Caminar a paso ligero, trotar, bailar o pedalear no solo fortalece el corazón. También puede aliviar la mente. Un estudio realizado en Australia y publicado en el British Journal of Sports Medicine concluyó que el ejercicio aeróbico es una herramienta efectiva para reducir síntomas de depresión y ansiedad.
La investigación analizó múltiples ensayos clínicos y encontró que la actividad física regular tiene un impacto significativo en la disminución de síntomas depresivos, incluso comparable en algunos casos a intervenciones tradicionales cuando se trata de cuadros leves o moderados.
Movimiento que cambia la química del cerebro
Los especialistas explican que el ejercicio aeróbico estimula la liberación de endorfinas y neurotransmisores como la serotonina y la dopamina, vinculados al bienestar emocional. Además, reduce la inflamación sistémica y regula el cortisol, la hormona del estrés.
Pero no se trata solo de química. El movimiento también aporta estructura, sensación de logro y desconexión de pensamientos repetitivos, factores clave en los trastornos del estado de ánimo.

El valor del ejercicio en grupo
Uno de los hallazgos más interesantes del estudio es que el ejercicio realizado en grupo y bajo supervisión profesional ofrece beneficios adicionales. Las clases dirigidas no solo garantizan una práctica segura y constante, sino que suman un componente social.

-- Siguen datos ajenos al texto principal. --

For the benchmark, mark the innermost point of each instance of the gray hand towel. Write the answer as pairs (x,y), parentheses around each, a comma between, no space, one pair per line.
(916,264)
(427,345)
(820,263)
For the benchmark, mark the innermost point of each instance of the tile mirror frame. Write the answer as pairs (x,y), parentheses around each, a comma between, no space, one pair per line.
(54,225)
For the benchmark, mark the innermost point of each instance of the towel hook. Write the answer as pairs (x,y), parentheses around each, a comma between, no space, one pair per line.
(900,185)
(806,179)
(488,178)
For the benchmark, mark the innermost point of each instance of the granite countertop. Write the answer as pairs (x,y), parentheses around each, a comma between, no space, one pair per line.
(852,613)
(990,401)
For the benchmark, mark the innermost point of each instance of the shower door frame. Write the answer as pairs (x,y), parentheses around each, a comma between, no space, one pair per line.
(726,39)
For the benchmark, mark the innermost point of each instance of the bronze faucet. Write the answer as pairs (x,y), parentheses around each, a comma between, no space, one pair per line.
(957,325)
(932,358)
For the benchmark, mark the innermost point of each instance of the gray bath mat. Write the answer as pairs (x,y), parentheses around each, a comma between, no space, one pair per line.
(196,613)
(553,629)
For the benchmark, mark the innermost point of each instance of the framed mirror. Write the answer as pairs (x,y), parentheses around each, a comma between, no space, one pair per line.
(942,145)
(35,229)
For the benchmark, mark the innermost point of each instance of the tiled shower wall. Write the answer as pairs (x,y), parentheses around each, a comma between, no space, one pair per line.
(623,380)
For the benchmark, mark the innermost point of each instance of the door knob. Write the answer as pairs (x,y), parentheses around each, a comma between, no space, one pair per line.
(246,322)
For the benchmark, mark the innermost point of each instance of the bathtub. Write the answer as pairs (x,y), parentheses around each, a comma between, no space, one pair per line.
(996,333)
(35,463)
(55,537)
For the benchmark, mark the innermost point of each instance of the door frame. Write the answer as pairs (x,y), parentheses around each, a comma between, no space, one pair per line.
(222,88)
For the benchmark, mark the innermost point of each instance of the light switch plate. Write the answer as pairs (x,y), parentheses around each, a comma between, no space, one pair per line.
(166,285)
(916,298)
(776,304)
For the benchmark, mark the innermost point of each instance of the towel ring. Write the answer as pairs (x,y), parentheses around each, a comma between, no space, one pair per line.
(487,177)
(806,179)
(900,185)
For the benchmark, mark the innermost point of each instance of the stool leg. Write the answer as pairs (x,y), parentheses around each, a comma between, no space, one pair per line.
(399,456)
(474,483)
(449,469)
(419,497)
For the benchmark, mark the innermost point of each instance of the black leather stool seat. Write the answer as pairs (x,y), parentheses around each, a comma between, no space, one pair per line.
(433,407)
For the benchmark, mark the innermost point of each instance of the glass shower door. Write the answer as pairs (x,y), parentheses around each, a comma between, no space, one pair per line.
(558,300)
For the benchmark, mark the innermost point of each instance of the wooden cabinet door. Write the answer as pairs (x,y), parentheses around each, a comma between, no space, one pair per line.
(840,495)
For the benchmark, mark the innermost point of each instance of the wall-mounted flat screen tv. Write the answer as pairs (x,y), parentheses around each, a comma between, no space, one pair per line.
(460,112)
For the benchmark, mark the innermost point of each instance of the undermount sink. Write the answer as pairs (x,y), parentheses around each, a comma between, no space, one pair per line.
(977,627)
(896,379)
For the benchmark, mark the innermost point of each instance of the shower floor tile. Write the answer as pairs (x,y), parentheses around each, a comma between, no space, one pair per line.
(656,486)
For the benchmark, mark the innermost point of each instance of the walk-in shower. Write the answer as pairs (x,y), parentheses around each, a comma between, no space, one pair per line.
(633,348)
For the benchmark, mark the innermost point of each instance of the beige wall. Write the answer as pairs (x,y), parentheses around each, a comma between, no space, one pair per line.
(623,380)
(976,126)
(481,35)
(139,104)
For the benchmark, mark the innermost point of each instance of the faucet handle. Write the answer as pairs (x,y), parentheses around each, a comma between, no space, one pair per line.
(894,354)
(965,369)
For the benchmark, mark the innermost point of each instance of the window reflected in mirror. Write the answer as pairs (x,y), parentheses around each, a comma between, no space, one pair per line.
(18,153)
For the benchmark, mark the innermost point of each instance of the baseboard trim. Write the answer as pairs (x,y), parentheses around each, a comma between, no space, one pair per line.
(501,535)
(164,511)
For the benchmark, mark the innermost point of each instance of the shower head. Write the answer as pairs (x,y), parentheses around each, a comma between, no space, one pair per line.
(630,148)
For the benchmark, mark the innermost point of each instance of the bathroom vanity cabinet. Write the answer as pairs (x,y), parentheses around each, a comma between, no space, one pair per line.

Compartir actividad física reduce el aislamiento, aumenta la motivación y genera un sentido de pertenencia, elementos fundamentales en personas con síntomas de ansiedad o depresión.
¿Cuánto ejercicio es necesario?
Los investigadores señalan que no es necesario entrenar a alta intensidad para obtener beneficios. Actividades moderadas realizadas varias veces por semana ya muestran efectos positivos.
La clave es la regularidad. Más que sesiones esporádicas intensas, lo que marca diferencia es la constancia en el tiempo.

Los expertos aclaran que el ejercicio no sustituye tratamientos médicos en casos severos, pero puede integrarse como parte de un abordaje integral que incluya psicoterapia y, cuando sea necesario, medicación.
El mensaje es claro: mover el cuerpo también es cuidar la salud mental. Y a veces, el primer paso para sentirse mejor comienza con algo tan simple como caminar.